Le principe de marché résulte de la loi de l’offre et de la demande ; plus une ville offre de biens et de services, plus son « aire d’influence » en tant que lieu « central » est étendue.

Le principe de transport est basé sur la recherche de l’économie dans les déplacements entre les lieux centraux.

Le principe administratif découle d’une organisation spatiale pyramidale de lieux centraux secondaires autour d’un lieu central principal.

Ces différents modèles, adaptés à la situation centrafricaine et utilisés aux échelles pertinentes, peuvent participer à la compréhension des principaux éléments de la filière de commercialisation de la venaison (Aragrande and Argenti 1997).

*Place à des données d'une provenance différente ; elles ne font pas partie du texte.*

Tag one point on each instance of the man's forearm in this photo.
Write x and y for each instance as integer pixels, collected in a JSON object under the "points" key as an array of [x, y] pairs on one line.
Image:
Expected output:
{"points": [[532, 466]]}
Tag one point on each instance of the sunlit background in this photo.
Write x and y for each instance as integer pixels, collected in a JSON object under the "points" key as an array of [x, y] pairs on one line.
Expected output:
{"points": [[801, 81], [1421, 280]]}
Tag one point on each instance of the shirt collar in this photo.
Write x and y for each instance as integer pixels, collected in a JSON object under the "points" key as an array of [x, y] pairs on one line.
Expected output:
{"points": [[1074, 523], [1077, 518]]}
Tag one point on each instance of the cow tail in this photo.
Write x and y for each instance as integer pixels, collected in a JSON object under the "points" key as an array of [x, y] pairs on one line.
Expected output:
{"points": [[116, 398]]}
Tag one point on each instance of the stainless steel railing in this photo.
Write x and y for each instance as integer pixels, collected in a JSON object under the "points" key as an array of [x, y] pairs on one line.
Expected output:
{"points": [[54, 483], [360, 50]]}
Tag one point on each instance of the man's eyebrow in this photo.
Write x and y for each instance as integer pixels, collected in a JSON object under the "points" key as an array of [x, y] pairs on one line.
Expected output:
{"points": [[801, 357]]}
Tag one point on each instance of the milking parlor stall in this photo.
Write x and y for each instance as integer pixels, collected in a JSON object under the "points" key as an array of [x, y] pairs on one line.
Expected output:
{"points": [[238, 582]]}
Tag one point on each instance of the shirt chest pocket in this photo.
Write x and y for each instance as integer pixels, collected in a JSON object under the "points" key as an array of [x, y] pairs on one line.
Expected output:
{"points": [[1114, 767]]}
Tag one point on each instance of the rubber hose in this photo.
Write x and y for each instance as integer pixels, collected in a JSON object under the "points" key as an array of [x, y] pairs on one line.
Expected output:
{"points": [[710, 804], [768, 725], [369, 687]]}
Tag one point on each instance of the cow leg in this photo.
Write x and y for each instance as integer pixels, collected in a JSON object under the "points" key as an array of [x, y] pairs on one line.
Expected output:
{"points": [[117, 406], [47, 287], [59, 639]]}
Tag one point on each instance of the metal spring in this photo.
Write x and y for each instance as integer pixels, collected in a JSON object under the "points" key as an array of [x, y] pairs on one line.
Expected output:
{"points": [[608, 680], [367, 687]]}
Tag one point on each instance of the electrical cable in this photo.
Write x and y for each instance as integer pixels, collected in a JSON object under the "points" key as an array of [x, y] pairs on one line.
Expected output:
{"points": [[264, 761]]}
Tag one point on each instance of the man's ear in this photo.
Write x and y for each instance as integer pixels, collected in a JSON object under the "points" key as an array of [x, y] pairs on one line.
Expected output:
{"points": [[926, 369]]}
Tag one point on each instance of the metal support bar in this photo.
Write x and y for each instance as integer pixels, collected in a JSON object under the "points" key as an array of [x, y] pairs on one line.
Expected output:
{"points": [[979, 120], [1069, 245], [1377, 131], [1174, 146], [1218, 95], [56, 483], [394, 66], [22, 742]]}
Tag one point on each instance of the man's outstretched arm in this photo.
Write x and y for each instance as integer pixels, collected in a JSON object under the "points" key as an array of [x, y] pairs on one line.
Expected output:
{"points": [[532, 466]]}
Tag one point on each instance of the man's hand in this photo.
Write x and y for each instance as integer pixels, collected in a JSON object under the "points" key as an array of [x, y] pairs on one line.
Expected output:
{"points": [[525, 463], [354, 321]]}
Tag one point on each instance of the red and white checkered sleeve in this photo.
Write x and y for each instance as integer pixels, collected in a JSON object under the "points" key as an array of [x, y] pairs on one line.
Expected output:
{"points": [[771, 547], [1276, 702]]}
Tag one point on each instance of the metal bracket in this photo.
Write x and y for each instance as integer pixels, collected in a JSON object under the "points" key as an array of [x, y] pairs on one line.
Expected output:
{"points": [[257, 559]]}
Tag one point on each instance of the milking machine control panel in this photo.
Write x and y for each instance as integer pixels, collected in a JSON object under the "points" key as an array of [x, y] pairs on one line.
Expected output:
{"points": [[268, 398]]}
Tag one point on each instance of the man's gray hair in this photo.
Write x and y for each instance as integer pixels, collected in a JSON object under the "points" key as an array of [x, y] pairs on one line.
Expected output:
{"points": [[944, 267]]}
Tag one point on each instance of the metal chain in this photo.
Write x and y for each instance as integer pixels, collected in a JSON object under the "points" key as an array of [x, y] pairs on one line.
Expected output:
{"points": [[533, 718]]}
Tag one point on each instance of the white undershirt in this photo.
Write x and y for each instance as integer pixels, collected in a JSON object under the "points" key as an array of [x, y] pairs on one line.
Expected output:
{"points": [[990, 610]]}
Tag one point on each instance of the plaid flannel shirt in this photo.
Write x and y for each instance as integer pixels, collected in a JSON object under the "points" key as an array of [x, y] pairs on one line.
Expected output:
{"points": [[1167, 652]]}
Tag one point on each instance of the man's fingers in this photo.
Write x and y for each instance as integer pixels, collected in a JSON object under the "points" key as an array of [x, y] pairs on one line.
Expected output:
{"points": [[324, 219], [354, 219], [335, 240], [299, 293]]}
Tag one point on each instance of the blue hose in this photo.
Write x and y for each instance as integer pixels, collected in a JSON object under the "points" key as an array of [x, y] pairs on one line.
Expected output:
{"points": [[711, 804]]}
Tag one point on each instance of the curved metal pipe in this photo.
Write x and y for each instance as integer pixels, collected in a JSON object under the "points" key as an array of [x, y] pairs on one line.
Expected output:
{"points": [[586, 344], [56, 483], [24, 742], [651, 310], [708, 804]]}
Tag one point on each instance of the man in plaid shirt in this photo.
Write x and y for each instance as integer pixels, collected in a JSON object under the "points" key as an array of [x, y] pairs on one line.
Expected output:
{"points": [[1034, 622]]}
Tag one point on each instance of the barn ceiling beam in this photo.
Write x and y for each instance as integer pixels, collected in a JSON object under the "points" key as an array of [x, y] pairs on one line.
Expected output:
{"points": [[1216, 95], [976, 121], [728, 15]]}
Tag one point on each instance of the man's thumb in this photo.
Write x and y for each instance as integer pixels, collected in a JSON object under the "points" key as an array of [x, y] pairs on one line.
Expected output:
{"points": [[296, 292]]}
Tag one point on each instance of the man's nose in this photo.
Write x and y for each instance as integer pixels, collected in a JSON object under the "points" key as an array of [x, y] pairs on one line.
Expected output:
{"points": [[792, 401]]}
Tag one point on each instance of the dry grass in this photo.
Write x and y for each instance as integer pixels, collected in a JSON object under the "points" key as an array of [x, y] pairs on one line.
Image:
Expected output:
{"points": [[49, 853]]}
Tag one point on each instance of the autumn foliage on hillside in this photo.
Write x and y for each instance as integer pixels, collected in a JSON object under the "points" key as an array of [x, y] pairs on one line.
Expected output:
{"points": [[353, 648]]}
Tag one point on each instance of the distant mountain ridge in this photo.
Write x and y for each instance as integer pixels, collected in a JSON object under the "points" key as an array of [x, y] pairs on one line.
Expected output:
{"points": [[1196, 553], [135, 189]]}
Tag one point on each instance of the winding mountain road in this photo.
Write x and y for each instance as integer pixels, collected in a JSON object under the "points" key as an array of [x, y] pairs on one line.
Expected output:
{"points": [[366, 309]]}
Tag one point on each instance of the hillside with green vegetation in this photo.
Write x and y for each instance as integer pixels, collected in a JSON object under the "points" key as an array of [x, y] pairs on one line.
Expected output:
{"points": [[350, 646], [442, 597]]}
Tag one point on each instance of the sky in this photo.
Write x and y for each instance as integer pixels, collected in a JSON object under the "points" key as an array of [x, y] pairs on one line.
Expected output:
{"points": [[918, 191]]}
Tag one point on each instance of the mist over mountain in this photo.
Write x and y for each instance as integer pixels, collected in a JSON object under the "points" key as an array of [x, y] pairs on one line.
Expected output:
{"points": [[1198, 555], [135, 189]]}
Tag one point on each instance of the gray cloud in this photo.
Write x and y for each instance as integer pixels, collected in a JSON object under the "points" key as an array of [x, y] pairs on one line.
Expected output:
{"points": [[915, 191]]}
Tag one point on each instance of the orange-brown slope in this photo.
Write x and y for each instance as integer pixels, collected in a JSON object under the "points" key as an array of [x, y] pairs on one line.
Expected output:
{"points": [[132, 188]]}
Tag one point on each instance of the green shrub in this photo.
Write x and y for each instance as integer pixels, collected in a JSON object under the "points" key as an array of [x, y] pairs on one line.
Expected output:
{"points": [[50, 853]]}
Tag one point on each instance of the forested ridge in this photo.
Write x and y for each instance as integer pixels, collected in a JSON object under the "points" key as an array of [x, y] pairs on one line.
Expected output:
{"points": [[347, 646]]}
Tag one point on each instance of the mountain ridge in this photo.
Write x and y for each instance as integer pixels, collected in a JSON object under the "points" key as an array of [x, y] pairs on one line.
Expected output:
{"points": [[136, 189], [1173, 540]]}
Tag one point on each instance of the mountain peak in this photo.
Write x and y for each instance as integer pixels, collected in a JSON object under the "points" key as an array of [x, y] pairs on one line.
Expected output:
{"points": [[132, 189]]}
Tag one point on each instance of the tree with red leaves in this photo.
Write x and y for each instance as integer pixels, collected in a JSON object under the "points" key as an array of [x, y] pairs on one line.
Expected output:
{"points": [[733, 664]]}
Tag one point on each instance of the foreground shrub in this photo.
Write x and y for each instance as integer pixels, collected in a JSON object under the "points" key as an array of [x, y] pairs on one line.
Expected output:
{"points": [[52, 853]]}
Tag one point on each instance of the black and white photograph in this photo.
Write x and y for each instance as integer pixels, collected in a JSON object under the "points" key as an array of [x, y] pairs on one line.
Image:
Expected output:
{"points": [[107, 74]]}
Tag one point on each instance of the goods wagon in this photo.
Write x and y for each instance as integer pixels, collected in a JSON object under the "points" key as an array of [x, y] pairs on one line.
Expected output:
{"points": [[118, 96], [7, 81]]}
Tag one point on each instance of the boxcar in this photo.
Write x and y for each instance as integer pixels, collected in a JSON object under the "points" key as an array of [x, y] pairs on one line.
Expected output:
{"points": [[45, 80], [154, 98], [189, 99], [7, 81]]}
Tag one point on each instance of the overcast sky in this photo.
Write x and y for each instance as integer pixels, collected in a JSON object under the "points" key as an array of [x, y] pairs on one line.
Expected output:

De nos jours, l'utilisation des Systèmes d’Information Géographique (SIG), renseignés par un appareillage statistique de plus en plus précis, permet de modéliser, à différentes échelles, la structuration économique des territoires, mais il ne semble pas apparaître de théorie explicative globale de la répartition des activités économiques. Ces outils auraient été intéressants à utiliser pour suivre et pour comprendre les activités de chasse en forêt et leurs logiques. A l’époque des travaux de terrain, nous avons été limités par un frein technique important, pour le repérage en forêt, les GPS fonctionnant de façon imprécise et lente sous la canopée. Depuis 2008, donc, malheureusement à la clôture de nos travaux de terrain, une nouvelle génération d’antennes, sur les GPS de moyenne gamme, en particulier les Garmin, permet des relevés rapides et précis (de l’ordre de +/- 1 m) en grande forêt et change totalement les conditions expérimentales et l’intérêt de ces technologies informatiques et satellitaires.